Now, twenty years after I started, a few young friends and readers offered to help me improve the website. I am happy and grateful, but my writing and websites are hosted by the University of Chicago where I teach, and I can’t give access to the young volunteers. I am retiring soon, and I need to find a long-term home beyond my university work for future historians to expand on. My computer skills are still limited. A friend who lived far away not only helped me register ccrhm.org, but also paid the registration fee. I am deeply grateful to my computer-savvy friends who have given their time to create a sustainable home for documenting the victims of the Cultural Revolution. There is still a lot of work to be done, and stories to be told.

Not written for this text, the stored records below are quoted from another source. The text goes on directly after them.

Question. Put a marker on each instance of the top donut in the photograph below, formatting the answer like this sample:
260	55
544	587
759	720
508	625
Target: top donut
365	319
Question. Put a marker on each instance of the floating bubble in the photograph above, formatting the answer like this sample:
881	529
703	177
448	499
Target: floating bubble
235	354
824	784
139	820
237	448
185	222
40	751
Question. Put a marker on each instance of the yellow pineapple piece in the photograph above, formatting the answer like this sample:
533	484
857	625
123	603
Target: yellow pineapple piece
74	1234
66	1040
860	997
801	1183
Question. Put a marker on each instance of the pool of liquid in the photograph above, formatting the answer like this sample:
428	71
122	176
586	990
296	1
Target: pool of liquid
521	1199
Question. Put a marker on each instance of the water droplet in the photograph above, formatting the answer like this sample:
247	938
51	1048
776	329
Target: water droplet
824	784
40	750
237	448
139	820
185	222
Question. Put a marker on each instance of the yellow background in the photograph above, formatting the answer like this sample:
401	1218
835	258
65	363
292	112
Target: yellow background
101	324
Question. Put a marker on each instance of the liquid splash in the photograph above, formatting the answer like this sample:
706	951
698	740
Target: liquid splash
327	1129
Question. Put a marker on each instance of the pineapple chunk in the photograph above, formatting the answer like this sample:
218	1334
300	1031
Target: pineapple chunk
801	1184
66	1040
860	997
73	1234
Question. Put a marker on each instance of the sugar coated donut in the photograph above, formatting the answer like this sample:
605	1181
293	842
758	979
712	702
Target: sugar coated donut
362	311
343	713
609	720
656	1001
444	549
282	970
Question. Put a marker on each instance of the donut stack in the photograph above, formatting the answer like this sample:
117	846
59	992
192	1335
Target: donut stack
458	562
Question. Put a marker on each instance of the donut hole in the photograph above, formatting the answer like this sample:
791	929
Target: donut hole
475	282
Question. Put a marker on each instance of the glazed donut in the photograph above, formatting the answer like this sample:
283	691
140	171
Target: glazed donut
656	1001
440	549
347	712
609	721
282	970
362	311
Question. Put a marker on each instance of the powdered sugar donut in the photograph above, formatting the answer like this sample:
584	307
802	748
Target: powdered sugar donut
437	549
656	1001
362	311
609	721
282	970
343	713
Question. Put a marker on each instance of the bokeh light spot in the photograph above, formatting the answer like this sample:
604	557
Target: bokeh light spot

Words from the Producer (January 21, 2022)
We are a small group of volunteers. Over the years, we have come across many writtings by Professor Wang Youqin documenting the Chinese Cultural Revolution in the search for facts. Professor Wang’s research, writings, and publications over two decades have been a Herculean individual effort to tell the stories of the victims. The burden is too heavy, and we wanted to help her.

Her research is published on her “Victims of the Cultural Revolution Memorial Garden” website hosted by the University of Chicago, and we wanted to broaden the reach so more readers—trying to reconcile their own familial trauma, or just discovering the history for the first time—have a place to begin. Here at cchrm.org, we have copied the content of Professor Wang’s memorial website with her permission and given her a place to continue her work with volunteers to preserve and restore the history of the Cultural Revolution.

In this way, we hope the history of the Cultural Revolution can be discovered and recollections shared. Confucius and Sima Qian wrote “Spring and Autumn” and “Records of the Grand Historian” on delicate bamboo slips. Russians wrote eulogies for victims of the gulags and placed them in glass jars in canals built by the forced-labor of hundreds of thousands of political prisoners. We are lucky that we have the Internet to share our stories. We hope that cchrm.org will be a long term home for Professor Wang’s past and future work, and provide opportunities for new volunteers to participate. We have added a new section to this website and plan to add more in the future.

Thank you, readers, for reaching out with critical feedback and questions. Together, we will expand Professor Wang’s work and build a virtual museum to remember the victims of the Cultural Revolution.